Nicolette Bethel has an interesting recent blog post: “On Why Race Matters” (Nicolette Bethel’s Blog, May 24). I’d like to quote one passage in particular:
“It’s time, I believe, for us to open our mouths and start talking to one another. Until we examine the things that shape our race relations — like slavery, emancipation, labour’s struggle, the fight for equality, and the massive influx of Haitian immigrants — we can never hope to build a united society. Although it’s no longer a matter of law or custom, there are still churches and clubs and parks and professions and schools that are avoided by whites or blacks. There is still very little opportunity for mingling, for getting to know the people beneath the skin. And we have to say so.”
Bethel’s words refer specifically to the Bahamas, but with one minor tweak, they speak to the contemporary U.S. context as well. Except for South Florida, Haitian immigration is not a hot button issue in the U.S., though immigration in general clearly is.
I do think that the U.S. (and most every other nation-state in the Americas) needs more dialogue on race and more interaction across racial and ethnic lines. However, for those interested in a society based on equality and where race doesn’t matter, we also need to talk differently about race.
In his History of Sexuality series, one of Michel Foucault’s important arguments was against what he called the “repressive hypothesis,” proponents of which argue that to be sexually liberated, we need to talk more about sexuality in order to eliminate sexual repression. Foucault pointed out that in western culture people talk endlessly about sexuality, but in ways that pretend to not talk about it, or which express distaste (a good example would be the countless news editorials from about ten years ago which professed to be tired of speaking of the Monica Lewinsky – Bill Clinton scandal and then proceeded to discuss it at length), and ultimately in ways that subject some, such as women (though Foucault doesn’t acknowledge that so much) and homosexuals.
Foucault’s point was that there’s little reason to hope that simply talking more about sex and sexuality would liberate anyone – at least not unless the content of the discourse also changed. In the U.S. and elsewhere, we face an analogous situation with regard to race. In the U.S., we talk quite a bit about race, but mainly in ways that don’t transform the basic premises of people’s discourse.

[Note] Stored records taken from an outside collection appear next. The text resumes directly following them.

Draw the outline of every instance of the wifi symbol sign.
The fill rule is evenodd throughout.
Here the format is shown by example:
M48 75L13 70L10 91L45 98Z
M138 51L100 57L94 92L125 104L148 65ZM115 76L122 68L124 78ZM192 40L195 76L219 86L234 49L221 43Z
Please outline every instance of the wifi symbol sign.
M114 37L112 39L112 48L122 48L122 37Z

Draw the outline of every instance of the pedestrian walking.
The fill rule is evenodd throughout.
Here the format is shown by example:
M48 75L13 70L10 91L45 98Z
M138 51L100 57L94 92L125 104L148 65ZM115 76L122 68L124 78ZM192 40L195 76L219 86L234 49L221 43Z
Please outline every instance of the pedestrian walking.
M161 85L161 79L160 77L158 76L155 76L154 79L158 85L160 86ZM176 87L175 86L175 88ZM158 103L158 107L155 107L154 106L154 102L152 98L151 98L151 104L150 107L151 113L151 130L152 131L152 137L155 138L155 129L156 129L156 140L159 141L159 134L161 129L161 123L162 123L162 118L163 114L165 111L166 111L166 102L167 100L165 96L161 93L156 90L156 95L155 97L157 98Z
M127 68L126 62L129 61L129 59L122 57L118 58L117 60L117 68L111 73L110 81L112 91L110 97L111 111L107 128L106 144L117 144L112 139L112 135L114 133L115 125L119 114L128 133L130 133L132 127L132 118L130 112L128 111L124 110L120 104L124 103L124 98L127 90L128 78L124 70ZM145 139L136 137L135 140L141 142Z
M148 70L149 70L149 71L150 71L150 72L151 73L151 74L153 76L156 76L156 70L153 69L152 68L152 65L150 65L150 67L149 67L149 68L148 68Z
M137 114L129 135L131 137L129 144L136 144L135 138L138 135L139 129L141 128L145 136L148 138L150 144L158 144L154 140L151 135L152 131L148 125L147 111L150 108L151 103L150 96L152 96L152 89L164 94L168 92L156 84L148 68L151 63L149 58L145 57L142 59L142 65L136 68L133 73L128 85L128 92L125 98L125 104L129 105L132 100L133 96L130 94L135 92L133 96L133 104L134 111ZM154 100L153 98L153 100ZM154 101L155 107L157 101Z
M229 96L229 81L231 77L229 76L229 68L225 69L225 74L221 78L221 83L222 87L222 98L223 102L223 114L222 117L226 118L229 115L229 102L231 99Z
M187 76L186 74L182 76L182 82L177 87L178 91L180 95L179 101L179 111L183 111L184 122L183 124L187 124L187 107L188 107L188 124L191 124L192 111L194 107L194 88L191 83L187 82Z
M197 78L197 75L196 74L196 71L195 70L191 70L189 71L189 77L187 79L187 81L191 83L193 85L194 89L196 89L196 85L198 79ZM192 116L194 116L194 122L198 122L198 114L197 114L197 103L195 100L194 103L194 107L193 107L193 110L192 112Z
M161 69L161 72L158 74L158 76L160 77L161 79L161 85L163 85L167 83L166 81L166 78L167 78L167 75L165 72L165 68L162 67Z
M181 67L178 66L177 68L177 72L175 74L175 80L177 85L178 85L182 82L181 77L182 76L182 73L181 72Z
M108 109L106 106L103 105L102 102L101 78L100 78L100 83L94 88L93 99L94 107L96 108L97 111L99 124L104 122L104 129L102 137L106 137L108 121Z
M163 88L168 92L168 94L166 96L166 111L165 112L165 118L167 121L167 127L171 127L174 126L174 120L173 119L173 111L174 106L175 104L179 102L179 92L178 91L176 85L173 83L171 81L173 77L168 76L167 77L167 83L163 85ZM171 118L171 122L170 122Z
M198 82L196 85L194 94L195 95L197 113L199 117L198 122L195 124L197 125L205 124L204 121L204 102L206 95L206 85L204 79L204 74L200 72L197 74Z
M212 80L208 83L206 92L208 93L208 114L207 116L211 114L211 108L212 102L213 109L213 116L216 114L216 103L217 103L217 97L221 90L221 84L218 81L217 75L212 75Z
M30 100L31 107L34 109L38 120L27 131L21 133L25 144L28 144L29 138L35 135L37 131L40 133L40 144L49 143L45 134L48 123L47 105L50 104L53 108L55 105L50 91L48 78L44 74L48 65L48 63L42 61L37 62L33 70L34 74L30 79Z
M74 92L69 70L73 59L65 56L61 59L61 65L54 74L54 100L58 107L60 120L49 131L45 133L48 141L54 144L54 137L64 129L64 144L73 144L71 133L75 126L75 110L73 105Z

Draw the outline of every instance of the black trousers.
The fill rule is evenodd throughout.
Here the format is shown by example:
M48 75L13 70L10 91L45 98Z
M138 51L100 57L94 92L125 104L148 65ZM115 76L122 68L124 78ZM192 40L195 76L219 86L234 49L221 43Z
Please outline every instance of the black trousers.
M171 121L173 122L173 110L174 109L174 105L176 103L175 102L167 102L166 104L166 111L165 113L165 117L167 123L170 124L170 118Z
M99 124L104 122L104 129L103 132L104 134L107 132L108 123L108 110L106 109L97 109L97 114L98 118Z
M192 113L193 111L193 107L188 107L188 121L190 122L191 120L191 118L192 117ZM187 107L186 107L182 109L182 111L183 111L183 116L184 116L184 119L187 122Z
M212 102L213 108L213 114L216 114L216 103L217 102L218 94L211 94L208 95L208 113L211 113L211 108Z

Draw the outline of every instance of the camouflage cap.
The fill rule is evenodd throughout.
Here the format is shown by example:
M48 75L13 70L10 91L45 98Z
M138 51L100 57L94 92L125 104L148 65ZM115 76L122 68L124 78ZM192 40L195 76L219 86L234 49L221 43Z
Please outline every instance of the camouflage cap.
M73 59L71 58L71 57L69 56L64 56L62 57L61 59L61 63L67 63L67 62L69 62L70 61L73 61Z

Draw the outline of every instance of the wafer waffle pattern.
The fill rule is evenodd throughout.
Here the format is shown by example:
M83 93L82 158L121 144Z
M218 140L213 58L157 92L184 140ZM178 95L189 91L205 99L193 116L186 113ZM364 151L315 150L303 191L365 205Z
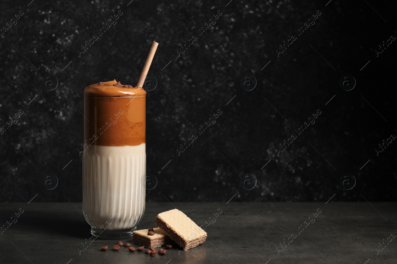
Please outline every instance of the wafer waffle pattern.
M207 237L205 231L177 209L159 214L155 221L183 250L202 244Z

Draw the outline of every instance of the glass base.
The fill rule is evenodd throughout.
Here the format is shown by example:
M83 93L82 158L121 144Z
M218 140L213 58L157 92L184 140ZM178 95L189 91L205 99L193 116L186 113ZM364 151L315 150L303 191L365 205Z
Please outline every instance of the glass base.
M129 229L121 230L101 230L92 228L91 234L96 238L101 239L122 239L132 237L133 232L136 229L136 226Z

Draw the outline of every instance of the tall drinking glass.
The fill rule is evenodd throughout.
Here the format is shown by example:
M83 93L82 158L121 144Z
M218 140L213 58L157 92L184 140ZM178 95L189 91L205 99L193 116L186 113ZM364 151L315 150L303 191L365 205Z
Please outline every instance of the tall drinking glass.
M128 86L84 90L83 210L102 239L132 236L145 209L146 92Z

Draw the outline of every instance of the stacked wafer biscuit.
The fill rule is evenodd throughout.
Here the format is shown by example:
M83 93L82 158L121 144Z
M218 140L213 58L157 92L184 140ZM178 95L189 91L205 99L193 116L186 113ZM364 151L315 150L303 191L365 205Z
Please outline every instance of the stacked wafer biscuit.
M132 240L137 244L147 248L150 246L158 247L163 245L172 244L174 242L167 234L158 227L153 229L154 234L148 235L147 229L134 231Z
M156 247L171 243L172 240L187 250L205 242L207 233L177 209L159 214L155 221L158 228L153 228L154 232L146 229L134 232L135 243Z

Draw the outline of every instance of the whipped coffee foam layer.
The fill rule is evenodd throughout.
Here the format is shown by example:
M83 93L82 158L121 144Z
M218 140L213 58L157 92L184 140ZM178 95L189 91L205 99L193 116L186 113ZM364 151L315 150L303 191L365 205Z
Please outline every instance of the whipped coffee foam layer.
M114 86L116 80L84 89L84 146L146 143L146 91ZM89 120L89 121L88 121Z
M95 84L88 85L84 89L84 95L96 96L135 96L146 94L146 91L142 88L127 88L123 86L114 86L114 84L117 83L115 80L109 82L104 82L102 83L103 85L98 85L98 84ZM122 85L123 85L124 84Z
M93 145L83 154L83 212L91 226L127 229L145 209L146 144Z

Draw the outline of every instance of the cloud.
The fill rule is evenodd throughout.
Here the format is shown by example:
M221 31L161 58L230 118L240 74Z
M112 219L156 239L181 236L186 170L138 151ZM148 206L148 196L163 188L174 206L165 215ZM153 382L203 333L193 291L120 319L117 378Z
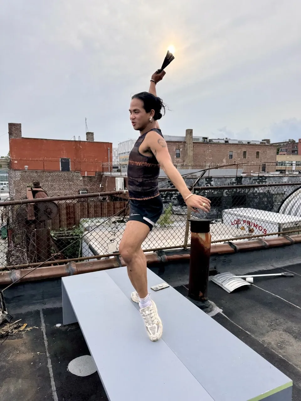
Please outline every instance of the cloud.
M270 128L270 136L273 142L301 138L301 119L290 118L273 124Z
M299 0L6 2L0 136L21 122L24 136L82 138L87 117L97 140L134 138L130 95L147 89L171 44L163 133L280 135L277 122L301 119L300 16Z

Recently, there’s been endless high profile discussion in the U.S. about immigration, especially undocumented/illegal immigration, and about Don Imus’ racist comments about the Rutgers’ women’s college basketball team. Most of the conversation consists of continuous (and usually simplistic) rehashing of a few basic themes, though. Immigrants are a threat to the American way of life vs. immigrants make the American way of life possible. Don Imus’ comments were racist vs. Don Imus has an inalienable right to free speech.
More of the same sort of discourse won’t change much. How to talk about race differently, though? I don’t have a blueprint, but I do know that we need to discourse differently on race if we’re to move toward a society where race actually matters less. I do have a couple suggestions:
1. More of the mingling that Bethel seems to be looking for would help – so long as it’s done with an open mind, lest it actually be counter-productive.
2. We can each individually try to talk about race differently. Counter arguments to racist propositions are important and necessary, but so are arguments that change the shape of the debate altogether.
To take again the immigration and Imus examples, discourse which simply presents the goals, motivations, aspirations, and experiences of immigrants could help make the discussion less about “aliens,” and perhaps at least ratchet down support for the most hate filled anti-immigrant screeds.
As for the Imus affair, most debate has seemed to miss the point to me. I’d suggest instead an argument that takes something like the following form: Obviously Imus has an inalienable right to free speech, including to say stupid, offensive things. Just as obviously, the corporation he worked for, as a private entity, has the same right, including to not be associated any longer with his speech, and other citizens have the same right to express disgust and anger at him. Now, why would he want to say what he did? What does the whole affair say about him or anyone else?
Again, I don’t claim to have a blueprint for how to go about engaging in a different sort of discourse on race, one that works more to open up dialogue and understanding and less to subject people (in Foucault's sense of discourse and subjection). I do know that when our public debate takes the form of people yelling the same things back and forth, more of the same isn’t going to change anything.